北非核化“対話で要求”米副大統領 「圧力と関与」説明
しんぶん赤旗 2018年2月16日
 【ワシントン=池田晋】ペンス米副大統領は14日、北朝鮮が核・弾道ミサイルの開発を完全かつ検証可能な形で放棄するまで経済的・外交的圧力を続けるとする一方、北朝鮮との対話には「オープンだ」とし、機会があれば米国の非核化要求を伝えると述べました。米ニュースサイトのアクシオスとのインタビューで発言。

 同氏が平昌五輪への訪韓時に文在寅(ムンジェイン)大統領と合意した「最大限の圧力と同時の関与」の方針を説明したものとみられます。
 ペンス氏はインタビューで、「(トランプ)大統領はいつも対話の正当性を信じていると明確にしてきた。しかし、対話は交渉ではない。対話は互いを理解するものだ」と述べ、意見交換の対話と、非核化の交渉は異なるレベルだとの認識を示唆しました。

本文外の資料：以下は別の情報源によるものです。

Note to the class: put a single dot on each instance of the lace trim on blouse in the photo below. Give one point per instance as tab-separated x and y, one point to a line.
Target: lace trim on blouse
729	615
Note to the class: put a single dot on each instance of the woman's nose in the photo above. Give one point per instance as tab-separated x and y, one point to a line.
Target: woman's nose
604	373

 14日付の米紙ニューヨーク・タイムズは複数の米政権高官の話として、ペンス氏の訪韓の結果、トランプ政権は北朝鮮が非核化に向けて行動しないかぎり対話しないとした従来の姿勢から、予備対話には応じると軌道修正したと報道。南北対話に踏み切った同盟国との亀裂を避ける米国の判断だとし、「韓国の勝利だ」との見方を示しました。